The validity of the family history method for identifying Alzheimer disease
G. Li, M. Aryan, J. M. Silverman, V. Haroutunian, D. P. Perl, S. Birstein, M. Lantz, D. B. Marin, R. C. Mohs and K. L. Davis
Department of Psychiatry, University of Washington, Seattle, USA.
OBJECTIVE: To examine the validity of the family history method for
identifying Alzheimer disease (AD) by comparing family history and
neuropathological diagnoses. METHODS: Seventy-seven former residents of the
Jewish Home and Hospital for the Aged, New York, NY, with neuropathological
evaluations on record were blindly assessed for the presence of dementia
and, if present, the type of dementia through family informants by
telephone interviews. The Alzheimer's Disease Risk Questionnaire was used
to collect demographic information and screen for possible dementia. If
dementia was suspected, the Dementia Questionnaire was administered to
assess the course and type of dementia, i.e., primary progressive dementia
(PPD, likely AD), multiple infarct dementia, mixed dementia (i.e., PPD and
multiple infarct dementia), and other dementias based on the modified
Diagnostic and Statistical Manual of Mental Disorders, Third Edition,
criteria. RESULTS: Sixty (77.9%) of 77 elderly subjects were classified as
having dementia and 17 (22.1%) were without dementia by family history
evaluation.
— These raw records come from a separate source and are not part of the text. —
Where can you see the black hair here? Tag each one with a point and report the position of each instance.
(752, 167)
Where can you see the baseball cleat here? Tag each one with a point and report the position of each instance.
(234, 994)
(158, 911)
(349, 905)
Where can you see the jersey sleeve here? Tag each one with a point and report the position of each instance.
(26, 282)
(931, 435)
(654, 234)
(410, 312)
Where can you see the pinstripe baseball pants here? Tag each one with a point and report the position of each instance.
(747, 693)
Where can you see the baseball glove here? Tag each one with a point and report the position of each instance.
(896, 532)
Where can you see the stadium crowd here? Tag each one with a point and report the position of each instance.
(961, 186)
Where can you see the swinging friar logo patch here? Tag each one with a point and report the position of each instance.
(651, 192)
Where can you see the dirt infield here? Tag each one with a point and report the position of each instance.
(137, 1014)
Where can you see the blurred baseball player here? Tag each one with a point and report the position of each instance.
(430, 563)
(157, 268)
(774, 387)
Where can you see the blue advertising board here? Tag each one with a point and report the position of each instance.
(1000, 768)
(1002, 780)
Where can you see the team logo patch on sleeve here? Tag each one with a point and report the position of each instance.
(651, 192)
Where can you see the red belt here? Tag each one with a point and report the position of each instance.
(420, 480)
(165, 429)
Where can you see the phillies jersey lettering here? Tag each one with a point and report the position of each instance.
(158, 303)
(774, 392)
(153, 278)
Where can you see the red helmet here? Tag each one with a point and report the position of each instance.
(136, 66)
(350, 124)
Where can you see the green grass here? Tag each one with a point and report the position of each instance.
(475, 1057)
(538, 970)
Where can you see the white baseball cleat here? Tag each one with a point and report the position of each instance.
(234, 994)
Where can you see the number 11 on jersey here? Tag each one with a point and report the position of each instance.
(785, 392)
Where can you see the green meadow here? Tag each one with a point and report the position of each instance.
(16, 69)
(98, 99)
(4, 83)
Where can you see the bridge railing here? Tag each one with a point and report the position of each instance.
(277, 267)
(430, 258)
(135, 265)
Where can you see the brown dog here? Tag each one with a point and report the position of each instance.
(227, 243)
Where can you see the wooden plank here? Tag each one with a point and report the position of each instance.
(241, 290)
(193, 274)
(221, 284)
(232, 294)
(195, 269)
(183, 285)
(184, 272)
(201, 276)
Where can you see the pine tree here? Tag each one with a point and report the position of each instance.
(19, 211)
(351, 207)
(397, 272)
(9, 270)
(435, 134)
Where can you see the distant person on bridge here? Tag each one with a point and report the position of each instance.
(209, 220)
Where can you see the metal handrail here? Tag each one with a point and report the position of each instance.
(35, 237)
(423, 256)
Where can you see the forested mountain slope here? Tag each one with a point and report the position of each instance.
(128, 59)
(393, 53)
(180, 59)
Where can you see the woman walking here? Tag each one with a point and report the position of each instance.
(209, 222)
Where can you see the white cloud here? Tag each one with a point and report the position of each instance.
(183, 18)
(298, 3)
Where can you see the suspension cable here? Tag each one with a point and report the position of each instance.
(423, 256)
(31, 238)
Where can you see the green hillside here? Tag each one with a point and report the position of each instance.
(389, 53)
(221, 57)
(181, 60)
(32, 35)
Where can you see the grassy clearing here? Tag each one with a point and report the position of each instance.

Of the 60 elderly subjects with dementia, 57 (95%) were found
at autopsy to have had neuropathological changes related to dementia. The
sensitivity of the family history diagnosis for dementia with related
neuropathological change was 0.84 (57 of 68) and the specificity was 0.67
(6 of 9). Using family history information to differentiate the type of
dementia, the sensitivity for definite or probable AD (with or without
another condition) was 0.69 (36 of 51) and the specificity was 0.73 (19 of
26). The majority (9 of 15) of patients testing false negative for PPD had
a history of stroke associated with onset of memory changes, excluding a
diagnosis of PPD. CONCLUSIONS: Identifying dementia, in general, and AD, in
particular, has an acceptable sensitivity and specificity. As is true for
direct clinical diagnosis, the major issue associated with misclassifying
AD in a family history assessment is the masking effects of a coexisting
non-AD dementia or dementia-related disorders, such as stroke. Including
mixed cases, ie, PPD and multiple infarct dementia in estimates of the
familial risk for AD can reduce the extent of underestimation of PPD.